お見合いですか?
 私に、気がつくと、ふっとその表情が和らいだ。
眉間の皺が解消されて、少しほっとした。
 彼から、こちらに近づいて来て、「ごめんな、伯父さんに昼飯付き合えって言われて、断れなかったんだ。」と謝ってくれる。
何となく、機嫌が悪そうな理由を聞けなかった。

 帰りの車内では、仕事の話とか、新店舗の話
をしていた。
私が、興奮して新店舗にテレビの取材が来た事を話してただけだけど。
何か、返事が上の空。
運転中だから、横を見るわけにはいかないんだけど。

 運転を交代してからも、彼は考え事をしているのだろうか、話かけても返事がない。
仕方が無いので、黙ってる事にした。

特にする事もなく、ぼんやり窓の外を眺めていた。
「おいっ、起きろ!オイッ!」
肩を揺さぶられて、目が覚めた。
ヤバい!寝てしまっていたらしい。
うわー、頭が覚醒したと同時に謝った。
「すみません!」
「寝癖直してこいよ。
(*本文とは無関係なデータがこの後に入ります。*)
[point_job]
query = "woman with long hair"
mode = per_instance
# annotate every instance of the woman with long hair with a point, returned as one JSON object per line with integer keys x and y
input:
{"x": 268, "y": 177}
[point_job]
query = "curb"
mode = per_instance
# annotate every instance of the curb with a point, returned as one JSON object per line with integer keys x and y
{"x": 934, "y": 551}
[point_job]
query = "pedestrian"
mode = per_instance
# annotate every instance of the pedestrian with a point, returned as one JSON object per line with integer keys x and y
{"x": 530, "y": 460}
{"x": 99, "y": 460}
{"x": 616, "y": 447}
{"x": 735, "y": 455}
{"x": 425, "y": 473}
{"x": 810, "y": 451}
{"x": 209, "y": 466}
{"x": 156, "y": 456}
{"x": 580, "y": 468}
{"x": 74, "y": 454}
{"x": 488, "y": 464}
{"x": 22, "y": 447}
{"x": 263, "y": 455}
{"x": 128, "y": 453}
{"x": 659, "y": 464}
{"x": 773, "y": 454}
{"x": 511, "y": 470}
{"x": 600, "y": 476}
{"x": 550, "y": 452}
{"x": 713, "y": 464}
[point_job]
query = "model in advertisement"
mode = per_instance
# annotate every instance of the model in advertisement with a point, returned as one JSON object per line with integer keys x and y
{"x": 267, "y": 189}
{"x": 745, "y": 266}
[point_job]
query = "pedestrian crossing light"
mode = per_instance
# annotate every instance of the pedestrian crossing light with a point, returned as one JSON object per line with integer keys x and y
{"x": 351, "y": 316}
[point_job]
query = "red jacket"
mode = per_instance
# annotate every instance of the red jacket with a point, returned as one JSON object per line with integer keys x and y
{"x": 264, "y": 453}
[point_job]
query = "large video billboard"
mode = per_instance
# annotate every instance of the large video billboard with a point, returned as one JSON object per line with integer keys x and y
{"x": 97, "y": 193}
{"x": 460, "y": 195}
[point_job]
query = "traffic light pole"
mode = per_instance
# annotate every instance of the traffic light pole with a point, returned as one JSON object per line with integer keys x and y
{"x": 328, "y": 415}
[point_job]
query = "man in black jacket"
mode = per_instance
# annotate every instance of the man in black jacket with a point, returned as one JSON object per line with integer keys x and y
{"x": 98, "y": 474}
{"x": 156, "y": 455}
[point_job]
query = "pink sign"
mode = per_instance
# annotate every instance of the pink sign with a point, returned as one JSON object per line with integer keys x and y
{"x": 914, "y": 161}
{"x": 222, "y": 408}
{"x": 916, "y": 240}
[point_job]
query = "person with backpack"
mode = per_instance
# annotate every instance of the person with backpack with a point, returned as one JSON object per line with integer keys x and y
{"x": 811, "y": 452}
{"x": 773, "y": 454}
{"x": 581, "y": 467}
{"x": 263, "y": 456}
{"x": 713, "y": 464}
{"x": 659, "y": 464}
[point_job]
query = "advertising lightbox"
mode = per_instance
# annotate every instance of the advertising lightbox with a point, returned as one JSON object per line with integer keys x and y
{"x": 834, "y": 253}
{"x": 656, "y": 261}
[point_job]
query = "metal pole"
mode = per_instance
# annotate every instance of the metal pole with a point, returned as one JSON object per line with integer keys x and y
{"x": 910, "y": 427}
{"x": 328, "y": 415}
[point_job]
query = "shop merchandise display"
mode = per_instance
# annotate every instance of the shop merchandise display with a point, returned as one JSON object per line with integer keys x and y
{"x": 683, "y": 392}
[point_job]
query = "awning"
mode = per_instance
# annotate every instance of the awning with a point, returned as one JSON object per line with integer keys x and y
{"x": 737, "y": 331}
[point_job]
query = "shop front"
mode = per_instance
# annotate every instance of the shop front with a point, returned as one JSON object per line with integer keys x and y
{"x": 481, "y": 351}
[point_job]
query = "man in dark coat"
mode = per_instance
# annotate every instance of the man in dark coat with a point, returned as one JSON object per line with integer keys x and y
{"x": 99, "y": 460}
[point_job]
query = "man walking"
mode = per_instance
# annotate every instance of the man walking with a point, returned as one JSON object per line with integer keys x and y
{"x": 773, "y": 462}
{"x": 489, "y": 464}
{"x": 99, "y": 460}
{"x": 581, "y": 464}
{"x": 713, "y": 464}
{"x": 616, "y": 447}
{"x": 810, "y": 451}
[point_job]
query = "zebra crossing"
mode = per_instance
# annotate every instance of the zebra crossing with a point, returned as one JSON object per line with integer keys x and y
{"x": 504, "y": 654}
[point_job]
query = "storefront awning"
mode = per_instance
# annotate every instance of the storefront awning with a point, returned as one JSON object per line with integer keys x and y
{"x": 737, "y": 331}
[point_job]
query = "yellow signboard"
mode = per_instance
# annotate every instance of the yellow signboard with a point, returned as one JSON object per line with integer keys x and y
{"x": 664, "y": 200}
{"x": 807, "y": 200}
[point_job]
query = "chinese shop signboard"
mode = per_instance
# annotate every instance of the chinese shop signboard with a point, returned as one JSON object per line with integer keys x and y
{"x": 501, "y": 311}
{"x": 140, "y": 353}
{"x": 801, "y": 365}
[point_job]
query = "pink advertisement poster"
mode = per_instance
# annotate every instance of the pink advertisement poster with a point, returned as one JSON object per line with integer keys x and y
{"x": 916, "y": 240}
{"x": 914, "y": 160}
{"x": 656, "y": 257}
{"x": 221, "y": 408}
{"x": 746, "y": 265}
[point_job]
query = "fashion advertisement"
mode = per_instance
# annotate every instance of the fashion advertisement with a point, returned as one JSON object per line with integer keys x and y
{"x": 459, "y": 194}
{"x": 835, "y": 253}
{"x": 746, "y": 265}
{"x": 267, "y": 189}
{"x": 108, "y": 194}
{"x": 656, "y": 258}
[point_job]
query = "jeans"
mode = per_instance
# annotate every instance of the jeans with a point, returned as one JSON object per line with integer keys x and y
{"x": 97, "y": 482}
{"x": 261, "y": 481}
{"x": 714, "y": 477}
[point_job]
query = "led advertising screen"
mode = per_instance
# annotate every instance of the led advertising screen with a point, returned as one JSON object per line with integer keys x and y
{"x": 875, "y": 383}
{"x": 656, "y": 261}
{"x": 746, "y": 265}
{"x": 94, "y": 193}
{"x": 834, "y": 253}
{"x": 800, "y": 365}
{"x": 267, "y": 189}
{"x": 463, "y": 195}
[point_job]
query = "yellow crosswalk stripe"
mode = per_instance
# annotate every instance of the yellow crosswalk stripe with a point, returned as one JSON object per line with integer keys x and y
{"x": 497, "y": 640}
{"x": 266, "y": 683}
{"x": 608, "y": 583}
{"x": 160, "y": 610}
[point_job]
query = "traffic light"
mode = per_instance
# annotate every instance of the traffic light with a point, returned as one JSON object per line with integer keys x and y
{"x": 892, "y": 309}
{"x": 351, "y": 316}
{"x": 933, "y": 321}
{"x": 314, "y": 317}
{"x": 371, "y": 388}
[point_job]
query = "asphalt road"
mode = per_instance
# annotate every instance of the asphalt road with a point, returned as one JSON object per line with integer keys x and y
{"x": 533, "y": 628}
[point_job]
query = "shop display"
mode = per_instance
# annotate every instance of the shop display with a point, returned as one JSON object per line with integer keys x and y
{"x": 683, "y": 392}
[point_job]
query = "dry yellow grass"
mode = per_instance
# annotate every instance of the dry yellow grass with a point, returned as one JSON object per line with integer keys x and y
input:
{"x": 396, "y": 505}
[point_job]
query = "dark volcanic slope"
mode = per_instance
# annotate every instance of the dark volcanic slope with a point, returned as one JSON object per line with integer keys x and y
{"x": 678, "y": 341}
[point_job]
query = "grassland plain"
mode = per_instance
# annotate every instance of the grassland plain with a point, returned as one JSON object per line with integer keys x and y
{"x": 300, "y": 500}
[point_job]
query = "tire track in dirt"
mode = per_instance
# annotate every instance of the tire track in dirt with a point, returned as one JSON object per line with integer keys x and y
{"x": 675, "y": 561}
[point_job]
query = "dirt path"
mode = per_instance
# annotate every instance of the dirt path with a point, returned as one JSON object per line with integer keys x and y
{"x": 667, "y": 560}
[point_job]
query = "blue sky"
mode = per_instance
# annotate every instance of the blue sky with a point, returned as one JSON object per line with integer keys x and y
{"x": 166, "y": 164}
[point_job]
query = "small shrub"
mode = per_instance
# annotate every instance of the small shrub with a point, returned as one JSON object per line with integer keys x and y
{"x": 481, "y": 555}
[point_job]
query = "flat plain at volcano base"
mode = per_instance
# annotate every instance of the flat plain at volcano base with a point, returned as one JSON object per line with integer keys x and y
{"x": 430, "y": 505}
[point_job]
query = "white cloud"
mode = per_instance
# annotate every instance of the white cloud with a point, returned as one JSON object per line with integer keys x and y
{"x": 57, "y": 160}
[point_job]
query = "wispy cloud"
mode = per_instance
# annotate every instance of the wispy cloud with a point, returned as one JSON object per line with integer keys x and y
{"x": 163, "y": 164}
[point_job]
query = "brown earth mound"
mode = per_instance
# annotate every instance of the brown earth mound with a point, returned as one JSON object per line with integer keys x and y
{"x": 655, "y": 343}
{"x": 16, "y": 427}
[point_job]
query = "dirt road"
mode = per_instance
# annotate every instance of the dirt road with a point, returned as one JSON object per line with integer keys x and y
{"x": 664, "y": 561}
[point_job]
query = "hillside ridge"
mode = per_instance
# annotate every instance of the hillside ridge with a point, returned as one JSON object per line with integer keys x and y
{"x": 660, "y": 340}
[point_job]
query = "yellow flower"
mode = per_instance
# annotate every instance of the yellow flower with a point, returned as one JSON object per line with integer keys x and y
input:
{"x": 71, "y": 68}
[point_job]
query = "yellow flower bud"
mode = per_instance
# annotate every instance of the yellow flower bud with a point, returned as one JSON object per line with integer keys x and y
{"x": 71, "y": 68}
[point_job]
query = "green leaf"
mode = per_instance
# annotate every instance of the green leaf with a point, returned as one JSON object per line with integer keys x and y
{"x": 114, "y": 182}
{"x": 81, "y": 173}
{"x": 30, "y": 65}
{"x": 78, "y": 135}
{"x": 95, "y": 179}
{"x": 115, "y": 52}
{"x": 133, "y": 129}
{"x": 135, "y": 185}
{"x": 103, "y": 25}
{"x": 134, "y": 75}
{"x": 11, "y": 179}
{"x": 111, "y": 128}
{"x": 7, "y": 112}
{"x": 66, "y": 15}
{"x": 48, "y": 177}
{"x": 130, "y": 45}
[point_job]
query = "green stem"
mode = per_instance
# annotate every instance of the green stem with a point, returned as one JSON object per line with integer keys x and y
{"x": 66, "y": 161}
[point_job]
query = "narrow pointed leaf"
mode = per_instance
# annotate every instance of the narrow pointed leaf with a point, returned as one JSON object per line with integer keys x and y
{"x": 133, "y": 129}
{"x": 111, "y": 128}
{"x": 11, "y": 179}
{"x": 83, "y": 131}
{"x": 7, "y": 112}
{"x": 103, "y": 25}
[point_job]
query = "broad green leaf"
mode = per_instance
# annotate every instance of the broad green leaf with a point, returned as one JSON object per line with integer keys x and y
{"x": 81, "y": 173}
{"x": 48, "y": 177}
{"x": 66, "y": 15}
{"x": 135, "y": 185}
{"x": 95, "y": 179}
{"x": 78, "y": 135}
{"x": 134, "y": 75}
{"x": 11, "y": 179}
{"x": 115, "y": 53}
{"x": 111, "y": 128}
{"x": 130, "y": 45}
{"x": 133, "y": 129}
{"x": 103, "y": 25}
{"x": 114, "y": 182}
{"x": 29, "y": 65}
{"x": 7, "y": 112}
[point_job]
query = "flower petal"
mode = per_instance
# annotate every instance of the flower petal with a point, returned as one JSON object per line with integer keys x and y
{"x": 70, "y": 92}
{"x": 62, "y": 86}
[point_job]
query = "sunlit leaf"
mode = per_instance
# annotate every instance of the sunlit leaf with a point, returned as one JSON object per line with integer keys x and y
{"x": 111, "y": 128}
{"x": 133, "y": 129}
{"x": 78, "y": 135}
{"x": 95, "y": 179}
」
それだけ言うと、車の鍵を私に寄越して、さっさと車を降りてしまった。

 拍子抜けだ。
どうしたんだろう、何時もならもっと怒りそうなのに。

 この日からの、この違和感は、数日続いた。
何故か、心ここに非ずと感じる場面が多い。
仕事中はそんな事無いのに、家に帰って来るとボヤーっとしているし、人の話もろくに聞いてない。
当然、私の中にも、なんだかもやもやとした感情が生まれてくるわけで・・・
そして、週末それがとうとう爆ぜる。